C’est en 1906 qu’est créé le terme
« pédorose » pour les viols sur enfants alors que l’on pense que
les pauvres et les étrangers (belges et italiens en première ligne) sont plus
susceptibles de violer. On commence à
parler des conséquences psychiques du viol même si les outils pour les
définir sont encore aux abonnés absents. Dans le même temps, on continue de penser que l’enfant violé
sera souillé, corrompu et donnera naissance à des rejetons pervers.
Image d'archives du procès d'Aix en Provence de 1978 |
Avec le
procès d’Aix en Provence, en 1978, c’est plus le procès du viol qui est fait. On y souligne alors le rapport de
force sur les femmes (merci les féministes de l’époque) selon une logique
culturelle, psychologique et juridique.

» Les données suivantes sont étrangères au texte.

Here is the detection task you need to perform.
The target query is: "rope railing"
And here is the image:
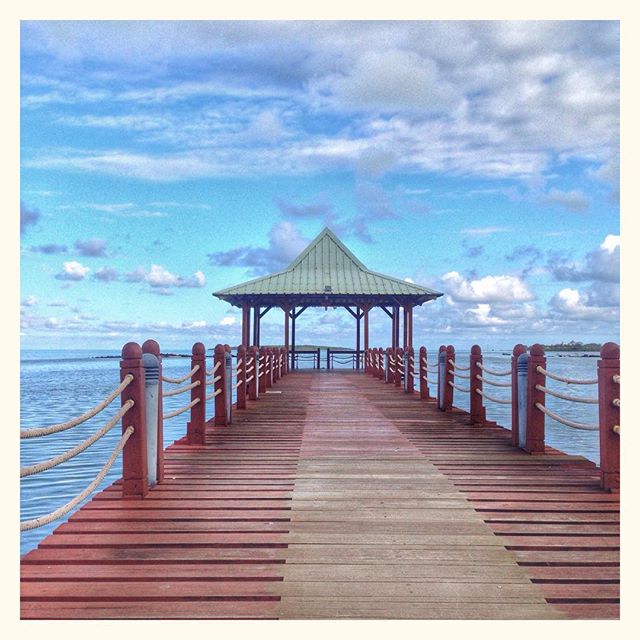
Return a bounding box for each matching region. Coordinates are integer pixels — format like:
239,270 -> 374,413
475,388 -> 512,405
205,361 -> 221,377
21,400 -> 134,478
535,402 -> 597,431
206,389 -> 222,401
612,398 -> 620,408
448,369 -> 470,380
162,379 -> 200,397
535,384 -> 598,405
422,375 -> 437,385
163,397 -> 200,421
162,365 -> 200,385
475,374 -> 511,388
21,374 -> 134,439
535,365 -> 597,385
448,359 -> 470,371
613,374 -> 620,384
449,381 -> 470,393
613,425 -> 620,434
476,362 -> 510,376
20,426 -> 135,531
245,375 -> 255,383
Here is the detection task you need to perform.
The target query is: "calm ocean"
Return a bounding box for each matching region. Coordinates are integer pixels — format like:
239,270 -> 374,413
20,347 -> 601,556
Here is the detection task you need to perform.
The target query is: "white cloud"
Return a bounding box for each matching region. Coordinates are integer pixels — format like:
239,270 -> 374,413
55,261 -> 90,281
21,295 -> 38,307
220,317 -> 236,326
461,227 -> 511,237
549,287 -> 618,320
543,188 -> 589,212
441,271 -> 535,303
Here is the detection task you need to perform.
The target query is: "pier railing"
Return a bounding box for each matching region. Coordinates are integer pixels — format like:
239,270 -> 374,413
365,342 -> 620,492
20,340 -> 290,528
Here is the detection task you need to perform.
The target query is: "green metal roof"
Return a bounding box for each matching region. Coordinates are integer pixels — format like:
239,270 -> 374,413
213,227 -> 443,307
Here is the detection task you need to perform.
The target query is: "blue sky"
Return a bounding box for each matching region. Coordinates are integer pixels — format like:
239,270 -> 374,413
20,20 -> 620,351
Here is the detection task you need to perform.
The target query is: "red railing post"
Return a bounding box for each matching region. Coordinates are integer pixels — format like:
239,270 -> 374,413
419,346 -> 428,400
259,347 -> 268,394
385,347 -> 393,384
120,342 -> 149,498
247,346 -> 258,400
598,342 -> 620,492
511,344 -> 527,447
214,344 -> 228,426
395,348 -> 403,388
443,345 -> 455,411
236,344 -> 247,410
437,345 -> 446,409
142,339 -> 164,484
405,347 -> 415,393
525,344 -> 546,454
187,342 -> 206,444
469,345 -> 485,425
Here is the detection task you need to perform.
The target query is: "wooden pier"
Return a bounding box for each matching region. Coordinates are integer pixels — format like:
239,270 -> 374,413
21,370 -> 619,620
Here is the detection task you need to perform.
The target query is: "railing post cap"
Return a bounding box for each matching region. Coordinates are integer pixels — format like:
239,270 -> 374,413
192,342 -> 205,356
122,342 -> 142,359
420,346 -> 426,353
600,342 -> 620,359
214,343 -> 225,355
142,339 -> 160,355
530,343 -> 545,357
512,343 -> 527,356
439,345 -> 446,353
447,344 -> 455,354
471,344 -> 482,355
237,344 -> 246,355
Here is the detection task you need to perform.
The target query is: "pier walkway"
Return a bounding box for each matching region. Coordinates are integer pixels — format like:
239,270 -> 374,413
20,370 -> 619,620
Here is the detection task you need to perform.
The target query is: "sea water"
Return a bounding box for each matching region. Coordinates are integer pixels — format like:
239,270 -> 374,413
20,348 -> 603,555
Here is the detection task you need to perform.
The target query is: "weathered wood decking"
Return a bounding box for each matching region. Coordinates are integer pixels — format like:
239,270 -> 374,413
21,371 -> 619,619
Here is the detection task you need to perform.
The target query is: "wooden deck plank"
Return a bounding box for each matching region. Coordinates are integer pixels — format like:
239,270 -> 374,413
21,369 -> 619,620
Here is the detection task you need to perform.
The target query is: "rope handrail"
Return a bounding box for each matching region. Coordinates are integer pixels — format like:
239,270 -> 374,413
206,389 -> 222,401
535,365 -> 597,385
426,363 -> 438,371
163,397 -> 200,421
162,365 -> 200,385
212,375 -> 222,384
21,400 -> 134,478
208,361 -> 222,376
245,364 -> 255,373
448,359 -> 470,371
245,375 -> 254,383
235,380 -> 243,389
613,425 -> 620,434
422,375 -> 436,385
475,374 -> 511,388
535,384 -> 598,404
448,369 -> 470,379
535,402 -> 597,431
448,380 -> 470,393
162,379 -> 200,397
475,388 -> 511,405
205,378 -> 215,386
20,426 -> 134,531
612,398 -> 620,408
21,374 -> 134,439
613,374 -> 620,384
476,362 -> 510,376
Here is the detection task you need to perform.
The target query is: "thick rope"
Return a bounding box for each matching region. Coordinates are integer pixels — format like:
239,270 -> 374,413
535,365 -> 597,385
212,375 -> 222,384
162,365 -> 200,385
613,374 -> 620,384
20,426 -> 134,531
535,402 -> 597,431
448,359 -> 470,371
205,378 -> 215,386
21,375 -> 134,439
476,388 -> 511,405
20,400 -> 134,478
245,364 -> 255,373
448,381 -> 470,393
235,380 -> 243,389
613,425 -> 620,434
162,397 -> 200,420
535,384 -> 598,404
476,362 -> 510,376
162,379 -> 200,397
475,374 -> 511,388
612,398 -> 620,408
245,375 -> 254,383
448,369 -> 470,379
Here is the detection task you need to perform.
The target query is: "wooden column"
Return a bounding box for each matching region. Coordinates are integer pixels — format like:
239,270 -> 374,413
355,310 -> 361,371
525,344 -> 546,454
120,342 -> 148,499
236,345 -> 247,410
469,345 -> 485,425
187,342 -> 206,445
394,306 -> 400,350
403,307 -> 408,349
290,307 -> 296,370
406,305 -> 413,348
252,305 -> 260,347
241,304 -> 251,346
283,305 -> 290,364
598,342 -> 620,492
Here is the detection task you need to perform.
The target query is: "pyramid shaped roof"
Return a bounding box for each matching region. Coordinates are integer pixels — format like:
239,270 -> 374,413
213,227 -> 443,307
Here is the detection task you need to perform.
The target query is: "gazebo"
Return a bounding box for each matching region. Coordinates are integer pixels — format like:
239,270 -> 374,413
213,228 -> 443,369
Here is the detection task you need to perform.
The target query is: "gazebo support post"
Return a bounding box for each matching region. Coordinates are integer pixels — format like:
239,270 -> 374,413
252,305 -> 260,347
290,307 -> 296,370
282,305 -> 291,367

De là en découlent les textes de lois
qui sont encore à l’œuvre aujourd’hui.
Le procès
d’Aix en Provence marque un véritable tournant dans la vision du viol (même si
elle est encore sérieusement entachée par des siècles d’idiotie). Il opposait
deux touristes belges (lesbiennes) qui avaient été violées et torturées par
trois hommes. Cela avait d’abord été qualifié comme « coups et
blessures ». Au cours du procès, Gisèle Halimi a dénoncé la responsabilité de la société qui, en donnant l’avantage à
l’homme, autorise la domination masculine et encourage l’inégalité des
relations hommes-femmes. Elle a démontré que les violeurs sont le fruit d’une
société tolérant le viol des femmes. Puis elle a souligné le fait que les
victimes sont atteintes socialement, moralement et qu’elles sont
psychologiquement traumatisées et atteintes dans leur intégrité.
Pour terminer:
Malheureusement, l'histoire du viol ne s'arrête pas avec le procès de 1978. Elle ne cesse d'évoluer, de connaître de nouveaux rebondissements.
J'avoue que ce billet est extrêmement ethnocentré. Cependant, je ne tenais pas à entrer dans un domaine que je ne connaissais pas en évoquant des pays dont l'histoire ne m'est que partiellement, et parfois pas du tout, inconnue.
Je tiens à remercier l'auteur de l'oeuvre "Histoire du viol": George Vigarello pour son travail formidable.